Historically in Chattanooga, it could be difficult to "get the clergy galvanized," said First Baptist Church Pastor William Terry Ladd III, who added that the city lacks "strong African American clergy groups."

But such organizations elsewhere were expanding. Ladd joined the steering committee of the nascent African American Clergy Collective of Tennessee, which formed in late 2021 to get historically Black churches involved in the politcal process.

The group initially focused its efforts on issues such as gerrymandering, Medicaid expansion and economic justice, Ladd said by phone last week. But when Alexander and the Vote Yes on 3 campaign approached late last summer asking the group to back the amendment, Ladd said advocating for the measure was a "no-brainer" and that it has become a priority of the group in the lead-up to Election Day.

In October, the African American Clergy Collective of Tennessee organized phone banks twice per week, and through text banks reached more than 100,000 people, Executive Director Shirley Bondon said by phone.

The campaign declared Oct. 16 "emancipation Sunday," and many churches around the state held services on the theme. The collective released a video in which pastors, including Ladd, described Amendment 3 and made the case for its approval. As early voting began in October, Ladd said he got texts from congregants who, reviewing their ballot at the polls, wanted to be sure they were accurately parsing the amendment's legalistic language.

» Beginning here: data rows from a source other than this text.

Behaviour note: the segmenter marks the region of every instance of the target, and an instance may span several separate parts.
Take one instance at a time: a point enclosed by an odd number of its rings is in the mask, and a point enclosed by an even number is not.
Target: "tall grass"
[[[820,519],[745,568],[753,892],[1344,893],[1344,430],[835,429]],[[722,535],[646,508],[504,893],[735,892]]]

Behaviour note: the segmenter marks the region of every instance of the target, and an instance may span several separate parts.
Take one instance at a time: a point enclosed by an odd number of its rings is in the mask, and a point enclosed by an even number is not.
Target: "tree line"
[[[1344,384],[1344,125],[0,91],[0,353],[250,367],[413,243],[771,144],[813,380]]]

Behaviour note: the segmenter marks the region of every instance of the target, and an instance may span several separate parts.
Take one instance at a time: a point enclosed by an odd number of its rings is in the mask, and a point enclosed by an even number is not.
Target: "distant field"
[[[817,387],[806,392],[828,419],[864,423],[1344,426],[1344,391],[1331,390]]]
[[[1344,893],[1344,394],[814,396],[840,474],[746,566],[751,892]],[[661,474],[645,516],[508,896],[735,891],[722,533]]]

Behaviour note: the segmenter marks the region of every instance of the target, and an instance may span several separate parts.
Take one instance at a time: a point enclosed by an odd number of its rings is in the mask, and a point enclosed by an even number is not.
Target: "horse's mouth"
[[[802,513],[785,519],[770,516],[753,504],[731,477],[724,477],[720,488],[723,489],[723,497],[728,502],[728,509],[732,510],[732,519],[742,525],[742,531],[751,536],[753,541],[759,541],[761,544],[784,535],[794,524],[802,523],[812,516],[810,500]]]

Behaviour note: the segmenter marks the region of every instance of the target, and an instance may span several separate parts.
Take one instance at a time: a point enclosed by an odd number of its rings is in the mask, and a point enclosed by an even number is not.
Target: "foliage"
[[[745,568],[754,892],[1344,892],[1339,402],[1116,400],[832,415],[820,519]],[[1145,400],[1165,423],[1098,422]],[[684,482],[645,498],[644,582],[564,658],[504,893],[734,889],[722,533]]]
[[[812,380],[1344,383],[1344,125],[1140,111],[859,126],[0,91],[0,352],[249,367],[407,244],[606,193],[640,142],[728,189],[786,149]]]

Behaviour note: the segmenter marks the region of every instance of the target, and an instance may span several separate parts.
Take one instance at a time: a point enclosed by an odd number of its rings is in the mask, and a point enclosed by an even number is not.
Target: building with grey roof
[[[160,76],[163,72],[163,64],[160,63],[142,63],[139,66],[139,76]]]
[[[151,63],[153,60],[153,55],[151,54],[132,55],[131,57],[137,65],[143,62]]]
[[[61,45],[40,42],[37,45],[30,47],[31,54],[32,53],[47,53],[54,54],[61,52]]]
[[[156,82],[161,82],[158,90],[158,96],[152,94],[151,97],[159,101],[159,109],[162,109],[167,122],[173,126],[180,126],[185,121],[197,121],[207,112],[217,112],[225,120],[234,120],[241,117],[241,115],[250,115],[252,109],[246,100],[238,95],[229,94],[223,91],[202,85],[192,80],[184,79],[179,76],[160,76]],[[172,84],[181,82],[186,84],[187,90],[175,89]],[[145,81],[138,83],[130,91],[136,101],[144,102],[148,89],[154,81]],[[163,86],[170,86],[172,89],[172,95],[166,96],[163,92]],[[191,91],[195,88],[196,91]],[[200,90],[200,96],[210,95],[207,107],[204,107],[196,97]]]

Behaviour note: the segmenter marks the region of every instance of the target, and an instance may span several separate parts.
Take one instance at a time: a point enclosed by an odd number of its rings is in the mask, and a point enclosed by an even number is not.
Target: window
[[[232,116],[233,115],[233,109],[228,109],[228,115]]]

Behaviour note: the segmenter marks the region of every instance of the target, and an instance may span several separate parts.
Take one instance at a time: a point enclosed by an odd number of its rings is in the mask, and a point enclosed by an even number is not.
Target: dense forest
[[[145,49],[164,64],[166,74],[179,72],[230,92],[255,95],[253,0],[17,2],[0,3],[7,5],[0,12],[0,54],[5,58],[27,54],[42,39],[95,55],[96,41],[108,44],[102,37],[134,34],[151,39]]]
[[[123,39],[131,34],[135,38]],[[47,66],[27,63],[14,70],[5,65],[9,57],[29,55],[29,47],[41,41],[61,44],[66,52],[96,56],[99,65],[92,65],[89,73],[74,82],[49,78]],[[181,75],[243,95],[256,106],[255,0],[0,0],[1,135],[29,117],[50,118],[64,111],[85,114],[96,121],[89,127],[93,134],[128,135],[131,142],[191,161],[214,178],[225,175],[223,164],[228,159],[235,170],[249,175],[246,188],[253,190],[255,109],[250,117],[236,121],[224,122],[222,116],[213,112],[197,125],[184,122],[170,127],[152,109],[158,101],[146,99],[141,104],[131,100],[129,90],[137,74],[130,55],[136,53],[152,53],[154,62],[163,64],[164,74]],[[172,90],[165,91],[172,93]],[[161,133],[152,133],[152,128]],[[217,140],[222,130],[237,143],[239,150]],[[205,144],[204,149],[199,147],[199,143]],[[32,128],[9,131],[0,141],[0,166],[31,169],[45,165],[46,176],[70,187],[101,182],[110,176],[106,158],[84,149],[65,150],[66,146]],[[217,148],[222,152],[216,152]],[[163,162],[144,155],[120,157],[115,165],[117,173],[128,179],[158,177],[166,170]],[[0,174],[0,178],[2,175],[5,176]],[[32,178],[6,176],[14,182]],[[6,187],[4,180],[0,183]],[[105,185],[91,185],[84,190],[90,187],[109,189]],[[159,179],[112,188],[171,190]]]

The clergy's role is to speak on the amendment "as a moral issue," said Alexander, who added that "churches have responded overwhelmingly, across the state and across denominations."

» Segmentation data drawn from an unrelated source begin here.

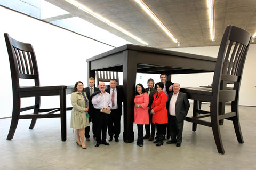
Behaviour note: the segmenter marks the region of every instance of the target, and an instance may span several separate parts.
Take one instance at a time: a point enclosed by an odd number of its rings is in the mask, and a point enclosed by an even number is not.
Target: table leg
[[[136,82],[137,52],[126,50],[123,52],[123,87],[124,98],[124,141],[133,141],[134,106]]]

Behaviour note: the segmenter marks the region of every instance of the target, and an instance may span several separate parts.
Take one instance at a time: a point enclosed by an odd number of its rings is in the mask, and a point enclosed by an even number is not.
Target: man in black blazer
[[[151,141],[154,140],[155,137],[155,133],[156,132],[156,125],[152,123],[152,114],[151,113],[151,105],[153,102],[153,96],[157,92],[156,89],[154,88],[155,82],[152,78],[149,78],[148,80],[148,88],[145,89],[146,92],[149,94],[149,102],[148,105],[148,116],[149,116],[149,124],[145,125],[146,134],[143,139],[148,139]],[[150,134],[150,126],[151,126],[151,134]]]
[[[182,141],[184,120],[190,107],[187,94],[180,92],[180,89],[179,84],[173,84],[173,92],[169,94],[167,108],[171,134],[171,140],[167,143],[177,143],[177,147],[180,147]]]
[[[109,85],[110,88],[106,90],[106,91],[110,94],[111,101],[111,113],[108,123],[108,131],[109,136],[108,141],[112,141],[114,136],[115,141],[118,142],[121,131],[121,116],[123,111],[122,103],[124,100],[123,90],[116,87],[117,83],[115,80],[111,80]]]
[[[86,93],[88,99],[90,99],[90,96],[94,92],[97,91],[99,91],[99,90],[97,87],[94,87],[95,84],[95,79],[93,77],[90,77],[89,80],[88,85],[89,85],[89,87],[85,88],[84,89],[85,93]],[[89,117],[89,121],[92,121],[92,119],[93,119],[93,112],[94,112],[94,108],[93,108],[93,105],[91,102],[91,99],[89,99],[89,114],[90,115]],[[92,132],[93,133],[93,137],[95,138],[95,126],[93,126],[93,124],[92,125]],[[87,126],[85,129],[85,138],[86,139],[86,141],[90,141],[90,126]]]
[[[173,85],[173,83],[171,81],[166,81],[166,78],[167,78],[167,75],[165,74],[161,74],[160,75],[160,79],[161,80],[161,82],[163,83],[164,85],[164,89],[163,90],[164,91],[164,92],[167,95],[167,99],[168,99],[168,96],[169,94],[172,92],[172,86]],[[166,102],[166,106],[167,105],[169,100],[167,100]],[[169,119],[168,119],[168,122],[170,122]],[[170,137],[170,126],[168,125],[167,126],[167,135],[166,137],[167,139],[169,139]],[[164,136],[165,136],[165,134],[164,134]]]

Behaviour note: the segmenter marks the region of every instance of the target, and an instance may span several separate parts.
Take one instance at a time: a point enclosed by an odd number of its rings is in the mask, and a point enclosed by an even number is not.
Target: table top
[[[91,70],[123,71],[124,55],[137,60],[137,72],[167,74],[213,72],[217,58],[126,44],[86,60]]]

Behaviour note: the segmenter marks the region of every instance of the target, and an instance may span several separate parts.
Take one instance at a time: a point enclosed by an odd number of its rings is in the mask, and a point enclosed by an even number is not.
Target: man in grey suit
[[[167,104],[169,117],[171,140],[168,144],[177,143],[176,147],[180,147],[182,141],[182,131],[184,120],[188,114],[190,104],[187,94],[180,92],[180,86],[174,83],[172,87],[173,92],[169,94]]]
[[[91,95],[94,92],[99,91],[99,88],[97,87],[94,87],[95,84],[95,79],[93,77],[89,78],[88,82],[89,87],[85,88],[84,89],[84,91],[86,93],[88,99],[90,99]],[[93,112],[94,112],[94,108],[93,108],[93,105],[92,104],[91,99],[89,99],[89,121],[91,122],[93,117]],[[95,136],[95,125],[92,125],[92,132],[93,133],[93,138],[95,139],[96,136]],[[87,126],[85,128],[85,138],[86,139],[86,141],[90,141],[90,126]]]
[[[143,137],[143,139],[149,138],[149,141],[154,140],[155,137],[155,132],[156,132],[156,125],[153,123],[152,122],[152,114],[151,113],[151,105],[153,102],[154,98],[153,96],[157,92],[156,89],[154,88],[154,85],[155,82],[152,78],[149,78],[148,80],[148,87],[145,89],[145,91],[148,94],[149,102],[148,106],[148,116],[149,116],[149,124],[145,125],[146,135]],[[150,134],[150,126],[151,126],[151,134]]]

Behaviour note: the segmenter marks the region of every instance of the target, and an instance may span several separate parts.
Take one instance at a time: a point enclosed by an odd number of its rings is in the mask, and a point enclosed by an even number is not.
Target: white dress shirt
[[[167,90],[166,90],[166,86],[165,85],[165,83],[164,84],[164,89],[163,89],[163,91],[164,91],[164,93],[165,93],[165,94],[167,96],[167,101],[168,101],[168,92],[167,92]]]
[[[110,98],[111,98],[111,104],[110,104],[110,108],[111,109],[117,109],[118,108],[117,106],[117,92],[116,90],[116,87],[115,88],[114,90],[114,94],[115,94],[115,98],[114,99],[114,101],[115,101],[115,105],[114,106],[112,106],[112,93],[113,93],[113,89],[110,88]]]
[[[94,93],[94,86],[93,86],[92,87],[91,87],[90,86],[89,86],[89,93],[90,93],[90,91],[91,91],[91,88],[92,88],[92,94]]]
[[[92,99],[92,103],[95,109],[107,108],[110,107],[111,98],[109,93],[101,92],[101,96],[99,93],[96,94]]]
[[[178,95],[179,95],[179,92],[180,92],[179,91],[176,94],[173,93],[172,98],[171,98],[171,101],[170,101],[169,113],[172,116],[176,116],[176,112],[175,112],[175,105],[176,104],[176,101],[177,100]]]

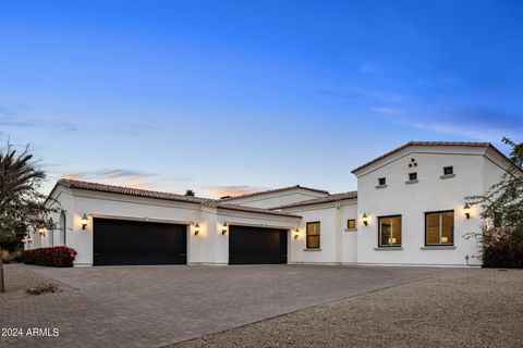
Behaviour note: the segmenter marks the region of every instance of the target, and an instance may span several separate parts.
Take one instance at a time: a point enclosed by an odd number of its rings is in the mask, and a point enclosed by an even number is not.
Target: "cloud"
[[[403,109],[399,108],[372,108],[370,110],[384,113],[384,114],[402,114],[404,112]]]
[[[36,120],[28,117],[24,119],[20,115],[11,116],[2,113],[0,113],[0,126],[19,128],[53,128],[68,132],[77,130],[77,127],[70,122],[58,120]]]
[[[436,114],[437,113],[437,114]],[[399,123],[439,134],[464,136],[477,140],[499,141],[509,136],[523,136],[523,120],[514,114],[494,109],[454,108],[431,112],[418,112],[400,117]]]
[[[266,190],[265,187],[258,186],[247,186],[247,185],[239,185],[239,186],[210,186],[204,188],[206,192],[211,195],[212,197],[219,198],[223,196],[240,196],[240,195],[247,195],[253,194],[262,190]]]
[[[170,191],[177,183],[190,181],[186,177],[126,169],[69,171],[60,173],[59,176],[77,181],[90,181],[110,185],[167,191]]]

Some regional faith leaders have put out lengthy statements supporting the amendment. In one, local United Methodist Church bishops applauded the amendment, which they said would ban the "atrocity of slavery and involuntary servitude in any form," and said it gives Tennesseans an opportunity to "right a historical wrong."

Yes on 3 Campaign manager Kathy Chambers said by phone Monday she sent a petition to a large email list of religious institutions, and more than 250 clergy from various denominations have signed on from across the state -- including, as of press time, 13 signatories out of Chattanooga.

In some states, similar measures seeking to eliminate constitutional vestiges of slavery have been opposed on grounds that the language of their respective proposals is poorly written and liable to bring misinterpretations. But the Chattanooga Times Free Press could find no organized opposition to Tennessee's Amendment 3.

Chambers, the campaign manager, said she's not aware of any current place where forced labor is happening in prisons in Tennessee. And it's not likely the approval of the amendment would immediately lead to immediate changes within the prisons -- a fact critics have cited to suggest the amendment is merely symbolic.

But beyond eliminating the future potential the slavery loophole might be invoked, Chambers said a change to the state's "moral" document could have a profound effect on the self-image of prison inmates current and former.

"If it changes the way you think about yourself, is that symbolic or is that real?" Chambers said.

Payne died shortly after getting out of prison, said Alexander, the former prison chaplain, who regards Amendment 3 as part of Payne's legacy. She said he changed her life when he told her, "I may be a prisoner, but by God nobody should be a slave."

"He was a good man, and he was my friend," she said. "He taught me a lot."